Indexing settings
Indexing the data loaded into the knowledge base consists of several stages:
- Data processing: converting text into MD format.
- Chunking: dividing text into fragments (chunks).
- Vectorisation: converting the chunks into vector representations (embeddings).
In the Project settings → Indexing tab, you can change the parameters for chunking and vectorisation.
- To view project settings, you need at least the
KHUB_EDITORrole. - To edit project settings, you need the
KHUB_OWNERorKHUB_ADMINrole.
After changing the indexing settings, you’ll need to re-index the knowledge base.
Vectorisation
The Vectoriser model parameter determines the language model for text vectorisation. This model will vectorise both your data and user queries:
- text-embedding-3-large: a model by OpenAI. When using the model, your data is sent to their server.
- intfloat/multilingual-e5-large: a model hosted on Tovie AI’s servers.
Chunking
Chunking method
The Chunking method parameter determines how the text will be split into chunks:
- By length: The text will be chunked by length, considering word boundaries.
- Using LLM: The text will be chunked using a language model. In this case, chunking is based on the text hierarchy, such as headings, paragraphs, and section or document titles.
The list of settings depends on the selected chunking method.
- By length
- Using LLM
-
Max chunk size in characters.
How the text will be chunked
Suppose the *Max chunk size in characters* setting is 70.
You have a text consisting of 2 sentences, 100 characters each.
The text will be divided into 3 chunks:
1. 70 characters from the first sentence.
2. The remaining 30 characters from the first sentence and 40 from the second one.
3. The remaining 60 characters from the second sentence. -
Language: the language of the source documents. This setting helps chunk the text correctly. If your sources are in several languages, select the one most used in queries to the knowledge base.

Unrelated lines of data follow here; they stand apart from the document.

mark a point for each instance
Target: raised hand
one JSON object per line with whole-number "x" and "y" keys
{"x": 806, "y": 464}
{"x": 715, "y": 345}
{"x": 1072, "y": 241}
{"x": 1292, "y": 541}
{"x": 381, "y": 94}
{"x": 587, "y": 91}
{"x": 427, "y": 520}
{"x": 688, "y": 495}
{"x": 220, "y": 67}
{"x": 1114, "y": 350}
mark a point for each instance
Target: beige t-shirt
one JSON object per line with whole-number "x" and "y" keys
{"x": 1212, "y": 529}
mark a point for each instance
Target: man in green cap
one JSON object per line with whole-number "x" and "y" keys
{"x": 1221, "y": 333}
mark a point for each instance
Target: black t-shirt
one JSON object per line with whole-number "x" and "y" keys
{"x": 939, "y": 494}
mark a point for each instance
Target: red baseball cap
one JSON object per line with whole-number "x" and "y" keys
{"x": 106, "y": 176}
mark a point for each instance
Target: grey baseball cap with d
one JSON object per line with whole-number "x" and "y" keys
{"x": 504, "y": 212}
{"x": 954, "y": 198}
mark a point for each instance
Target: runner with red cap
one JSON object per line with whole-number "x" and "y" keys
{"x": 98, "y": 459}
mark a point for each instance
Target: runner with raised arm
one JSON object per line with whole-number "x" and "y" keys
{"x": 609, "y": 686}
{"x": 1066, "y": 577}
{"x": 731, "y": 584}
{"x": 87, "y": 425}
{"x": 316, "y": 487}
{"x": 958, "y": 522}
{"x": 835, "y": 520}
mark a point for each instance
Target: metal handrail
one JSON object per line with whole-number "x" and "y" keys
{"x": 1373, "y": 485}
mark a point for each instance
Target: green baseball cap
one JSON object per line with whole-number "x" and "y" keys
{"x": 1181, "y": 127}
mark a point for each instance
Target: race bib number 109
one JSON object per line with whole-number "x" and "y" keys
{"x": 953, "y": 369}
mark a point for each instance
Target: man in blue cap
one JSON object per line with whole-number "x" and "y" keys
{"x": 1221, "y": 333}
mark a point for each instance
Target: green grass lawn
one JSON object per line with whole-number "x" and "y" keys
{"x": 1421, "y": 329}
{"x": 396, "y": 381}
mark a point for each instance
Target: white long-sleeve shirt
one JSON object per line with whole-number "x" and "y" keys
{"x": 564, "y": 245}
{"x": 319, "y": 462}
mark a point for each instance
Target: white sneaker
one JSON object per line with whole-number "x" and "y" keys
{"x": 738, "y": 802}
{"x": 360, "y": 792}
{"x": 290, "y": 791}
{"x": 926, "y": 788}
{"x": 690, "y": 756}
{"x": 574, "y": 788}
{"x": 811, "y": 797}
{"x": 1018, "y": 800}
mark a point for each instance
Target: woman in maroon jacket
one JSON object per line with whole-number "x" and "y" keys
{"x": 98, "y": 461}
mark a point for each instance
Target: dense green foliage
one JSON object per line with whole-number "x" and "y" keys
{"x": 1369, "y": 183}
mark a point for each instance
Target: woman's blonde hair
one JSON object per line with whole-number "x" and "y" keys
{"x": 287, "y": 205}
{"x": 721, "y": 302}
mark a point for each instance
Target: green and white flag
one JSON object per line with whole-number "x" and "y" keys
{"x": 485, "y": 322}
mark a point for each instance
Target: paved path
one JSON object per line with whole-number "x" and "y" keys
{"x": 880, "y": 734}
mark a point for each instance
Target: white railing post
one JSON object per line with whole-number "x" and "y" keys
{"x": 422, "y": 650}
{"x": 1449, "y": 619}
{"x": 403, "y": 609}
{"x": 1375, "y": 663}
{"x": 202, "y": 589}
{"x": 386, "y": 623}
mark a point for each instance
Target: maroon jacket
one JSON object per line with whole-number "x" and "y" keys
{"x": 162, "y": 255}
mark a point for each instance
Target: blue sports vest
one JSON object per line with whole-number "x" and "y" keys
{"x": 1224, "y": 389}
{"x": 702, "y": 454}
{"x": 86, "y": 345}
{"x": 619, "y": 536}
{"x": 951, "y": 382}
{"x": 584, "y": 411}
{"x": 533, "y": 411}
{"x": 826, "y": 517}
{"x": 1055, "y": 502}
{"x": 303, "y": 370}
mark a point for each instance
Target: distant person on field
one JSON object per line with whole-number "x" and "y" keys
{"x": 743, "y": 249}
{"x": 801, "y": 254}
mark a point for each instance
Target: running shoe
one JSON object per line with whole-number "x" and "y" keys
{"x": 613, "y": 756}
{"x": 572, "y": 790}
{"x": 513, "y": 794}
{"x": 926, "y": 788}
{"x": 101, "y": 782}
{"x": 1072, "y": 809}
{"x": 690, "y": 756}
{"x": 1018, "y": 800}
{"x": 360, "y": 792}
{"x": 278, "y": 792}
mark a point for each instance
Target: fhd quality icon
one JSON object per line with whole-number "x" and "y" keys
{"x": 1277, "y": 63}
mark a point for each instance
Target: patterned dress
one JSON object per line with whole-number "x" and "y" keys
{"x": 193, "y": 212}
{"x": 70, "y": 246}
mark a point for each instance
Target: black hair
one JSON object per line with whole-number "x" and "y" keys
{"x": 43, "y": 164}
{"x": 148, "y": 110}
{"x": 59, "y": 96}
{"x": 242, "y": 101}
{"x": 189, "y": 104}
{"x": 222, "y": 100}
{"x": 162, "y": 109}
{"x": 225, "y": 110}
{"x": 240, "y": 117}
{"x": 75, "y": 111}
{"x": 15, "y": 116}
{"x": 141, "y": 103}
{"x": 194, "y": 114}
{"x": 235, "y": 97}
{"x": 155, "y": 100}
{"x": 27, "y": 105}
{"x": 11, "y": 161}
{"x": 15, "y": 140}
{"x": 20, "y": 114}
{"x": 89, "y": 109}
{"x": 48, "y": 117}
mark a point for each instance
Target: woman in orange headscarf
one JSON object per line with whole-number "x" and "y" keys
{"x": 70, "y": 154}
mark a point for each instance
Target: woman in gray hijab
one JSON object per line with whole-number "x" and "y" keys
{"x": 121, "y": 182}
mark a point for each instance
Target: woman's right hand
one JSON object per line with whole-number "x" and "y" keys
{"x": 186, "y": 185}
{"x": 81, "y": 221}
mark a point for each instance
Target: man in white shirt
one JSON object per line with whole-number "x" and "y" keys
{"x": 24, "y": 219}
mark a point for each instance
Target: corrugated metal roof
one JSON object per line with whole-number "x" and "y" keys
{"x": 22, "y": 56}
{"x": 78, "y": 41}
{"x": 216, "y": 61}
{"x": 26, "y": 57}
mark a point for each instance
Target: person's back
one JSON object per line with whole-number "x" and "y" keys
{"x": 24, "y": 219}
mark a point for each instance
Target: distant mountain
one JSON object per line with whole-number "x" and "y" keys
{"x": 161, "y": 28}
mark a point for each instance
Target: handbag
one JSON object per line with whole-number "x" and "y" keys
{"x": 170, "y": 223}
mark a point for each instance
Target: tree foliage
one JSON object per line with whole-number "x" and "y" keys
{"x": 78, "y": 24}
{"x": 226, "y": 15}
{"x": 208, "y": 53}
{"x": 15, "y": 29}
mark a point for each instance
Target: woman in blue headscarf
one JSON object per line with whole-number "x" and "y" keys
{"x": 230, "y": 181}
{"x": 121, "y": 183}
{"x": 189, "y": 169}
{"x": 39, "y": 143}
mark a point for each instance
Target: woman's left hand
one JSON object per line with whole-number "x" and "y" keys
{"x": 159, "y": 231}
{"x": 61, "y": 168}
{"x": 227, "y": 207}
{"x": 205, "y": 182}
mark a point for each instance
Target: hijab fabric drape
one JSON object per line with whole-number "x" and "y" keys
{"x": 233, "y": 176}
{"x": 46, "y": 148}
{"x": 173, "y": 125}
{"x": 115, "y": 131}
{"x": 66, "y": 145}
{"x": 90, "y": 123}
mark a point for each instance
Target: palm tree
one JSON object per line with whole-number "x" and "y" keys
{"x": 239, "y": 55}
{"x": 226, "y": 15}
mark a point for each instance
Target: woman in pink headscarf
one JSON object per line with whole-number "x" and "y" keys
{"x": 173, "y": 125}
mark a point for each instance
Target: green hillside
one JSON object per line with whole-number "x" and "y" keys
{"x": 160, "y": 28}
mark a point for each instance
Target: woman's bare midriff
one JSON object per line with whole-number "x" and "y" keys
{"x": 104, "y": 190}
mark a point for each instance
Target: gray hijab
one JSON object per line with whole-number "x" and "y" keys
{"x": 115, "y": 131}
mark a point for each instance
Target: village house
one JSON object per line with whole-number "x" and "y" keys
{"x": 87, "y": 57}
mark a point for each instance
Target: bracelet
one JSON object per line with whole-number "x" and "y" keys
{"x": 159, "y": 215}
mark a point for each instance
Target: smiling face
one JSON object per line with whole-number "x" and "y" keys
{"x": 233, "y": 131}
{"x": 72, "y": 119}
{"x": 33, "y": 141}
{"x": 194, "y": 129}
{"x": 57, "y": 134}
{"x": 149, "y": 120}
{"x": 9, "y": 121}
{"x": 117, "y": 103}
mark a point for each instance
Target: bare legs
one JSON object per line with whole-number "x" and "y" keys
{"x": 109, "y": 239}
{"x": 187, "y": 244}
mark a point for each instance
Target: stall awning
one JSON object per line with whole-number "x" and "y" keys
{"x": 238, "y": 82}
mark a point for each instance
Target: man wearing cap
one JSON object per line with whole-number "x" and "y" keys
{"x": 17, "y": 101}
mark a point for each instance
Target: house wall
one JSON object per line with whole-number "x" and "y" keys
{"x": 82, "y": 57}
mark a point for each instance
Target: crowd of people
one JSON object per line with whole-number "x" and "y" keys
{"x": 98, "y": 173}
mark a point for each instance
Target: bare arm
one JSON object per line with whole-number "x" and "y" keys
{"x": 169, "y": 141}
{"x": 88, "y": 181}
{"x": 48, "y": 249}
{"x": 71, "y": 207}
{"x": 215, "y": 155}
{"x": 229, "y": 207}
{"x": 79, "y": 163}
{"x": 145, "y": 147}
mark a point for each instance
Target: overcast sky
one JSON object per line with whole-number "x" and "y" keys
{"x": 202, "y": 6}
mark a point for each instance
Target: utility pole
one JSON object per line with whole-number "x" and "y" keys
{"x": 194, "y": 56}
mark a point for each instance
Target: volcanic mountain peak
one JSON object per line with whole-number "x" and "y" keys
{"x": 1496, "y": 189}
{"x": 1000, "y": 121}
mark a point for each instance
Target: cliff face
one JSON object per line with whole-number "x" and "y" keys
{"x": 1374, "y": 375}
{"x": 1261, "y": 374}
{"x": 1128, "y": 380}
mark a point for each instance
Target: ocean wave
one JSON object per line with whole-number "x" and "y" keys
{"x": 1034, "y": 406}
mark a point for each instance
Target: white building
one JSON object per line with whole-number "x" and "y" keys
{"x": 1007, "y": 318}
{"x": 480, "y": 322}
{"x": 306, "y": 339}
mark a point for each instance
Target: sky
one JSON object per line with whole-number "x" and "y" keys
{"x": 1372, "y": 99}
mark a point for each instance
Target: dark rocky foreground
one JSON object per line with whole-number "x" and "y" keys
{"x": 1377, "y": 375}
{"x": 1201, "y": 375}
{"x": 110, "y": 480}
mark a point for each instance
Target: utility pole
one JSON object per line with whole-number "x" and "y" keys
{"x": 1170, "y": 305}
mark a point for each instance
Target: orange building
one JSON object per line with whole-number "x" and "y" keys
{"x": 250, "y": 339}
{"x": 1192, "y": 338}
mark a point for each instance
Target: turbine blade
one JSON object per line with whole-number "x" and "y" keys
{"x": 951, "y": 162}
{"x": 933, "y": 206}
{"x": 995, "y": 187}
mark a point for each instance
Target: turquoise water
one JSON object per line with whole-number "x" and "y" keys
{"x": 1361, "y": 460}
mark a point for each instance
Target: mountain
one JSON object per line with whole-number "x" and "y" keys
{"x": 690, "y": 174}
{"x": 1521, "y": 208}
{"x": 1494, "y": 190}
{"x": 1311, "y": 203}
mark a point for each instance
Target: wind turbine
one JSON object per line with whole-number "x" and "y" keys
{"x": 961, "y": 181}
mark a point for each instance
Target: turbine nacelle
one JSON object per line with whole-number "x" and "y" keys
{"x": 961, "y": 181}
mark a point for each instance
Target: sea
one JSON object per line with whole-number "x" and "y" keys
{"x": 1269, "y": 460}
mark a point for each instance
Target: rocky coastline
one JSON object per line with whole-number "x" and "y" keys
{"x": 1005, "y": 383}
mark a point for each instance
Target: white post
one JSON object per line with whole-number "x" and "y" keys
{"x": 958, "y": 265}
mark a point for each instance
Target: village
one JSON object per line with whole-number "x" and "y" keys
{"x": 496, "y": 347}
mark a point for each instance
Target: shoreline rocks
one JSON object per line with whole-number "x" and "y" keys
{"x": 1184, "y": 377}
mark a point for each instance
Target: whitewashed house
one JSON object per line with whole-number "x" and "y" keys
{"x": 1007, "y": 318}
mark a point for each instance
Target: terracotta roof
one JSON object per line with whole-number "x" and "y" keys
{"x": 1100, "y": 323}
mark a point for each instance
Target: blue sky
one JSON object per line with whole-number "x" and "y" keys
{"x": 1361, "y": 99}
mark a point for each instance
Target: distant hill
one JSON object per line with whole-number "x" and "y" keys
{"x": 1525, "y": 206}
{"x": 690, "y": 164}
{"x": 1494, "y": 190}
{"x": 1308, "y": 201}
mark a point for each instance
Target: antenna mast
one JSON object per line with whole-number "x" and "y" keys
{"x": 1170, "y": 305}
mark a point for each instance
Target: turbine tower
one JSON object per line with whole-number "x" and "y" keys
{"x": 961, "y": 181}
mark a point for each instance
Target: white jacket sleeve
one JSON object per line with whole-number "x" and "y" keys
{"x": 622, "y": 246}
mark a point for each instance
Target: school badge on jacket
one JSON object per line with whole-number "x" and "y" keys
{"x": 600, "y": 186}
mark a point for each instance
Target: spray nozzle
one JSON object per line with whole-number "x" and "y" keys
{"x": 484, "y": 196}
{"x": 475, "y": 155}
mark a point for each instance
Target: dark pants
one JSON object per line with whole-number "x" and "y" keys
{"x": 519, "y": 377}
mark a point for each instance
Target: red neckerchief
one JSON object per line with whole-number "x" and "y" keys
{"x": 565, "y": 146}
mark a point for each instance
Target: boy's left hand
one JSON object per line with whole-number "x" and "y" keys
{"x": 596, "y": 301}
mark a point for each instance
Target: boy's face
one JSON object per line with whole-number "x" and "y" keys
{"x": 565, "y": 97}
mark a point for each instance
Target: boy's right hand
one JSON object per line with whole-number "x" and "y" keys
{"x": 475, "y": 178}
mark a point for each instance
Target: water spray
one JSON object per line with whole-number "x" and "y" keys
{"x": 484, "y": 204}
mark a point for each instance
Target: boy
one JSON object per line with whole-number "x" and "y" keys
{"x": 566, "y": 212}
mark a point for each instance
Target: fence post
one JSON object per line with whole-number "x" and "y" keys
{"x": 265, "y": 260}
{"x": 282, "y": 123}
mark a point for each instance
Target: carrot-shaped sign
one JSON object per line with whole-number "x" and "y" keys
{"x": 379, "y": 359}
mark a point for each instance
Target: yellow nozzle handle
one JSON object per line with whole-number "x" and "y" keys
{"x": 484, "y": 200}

- Average chunk size in tokens: A text unit smaller than this value will not be split into smaller semantic parts (e.g., a document will not be split into chapters).
- Special chunking for large tables: If enabled, large tables that the model cannot process are split into parts. Each chunk includes the column headers to help the model better understand the data structure and generate a more accurate response.
Data preparation using LLM
Enabling these options may significantly increase your costs.
- Enrich chunks: Add additional information to chunks to improve search quality: title, summary, keywords, and questions that the chunk answers.
- Generate image descriptions: Add image description chunks for image search, see Images in response.
LLM settings
These settings apply when the LLM is used to:
- To form chunks if LLM-based chunking is selected.
- To enrich chunks, regardless of the chunking method.
These settings do not affect generating of image descriptions. The cloud version of Tovie Data Agent uses GPT-4o mini. If Tovie Data Agent is installed in your company’s infrastructure, it uses the model specified in its configuration.
Available settings:
- Model: Select one of the available language models.
- Max tokens in request: Limits the number of tokens that can be sent to the LLM.
- Max tokens in response: Limits the number of tokens that the LLM can generate in one iteration.
- Temperature: Adjusts the creativity level of responses. Higher temperature values produce more creative and less predictable results.
To see how your source is chunked, download the archive with chunks:
- Go to the Sources section and hover over the desired source.
- Click → Chunk archive.
When testing the knowledge base, you also can see which chunks are selected to generate the response.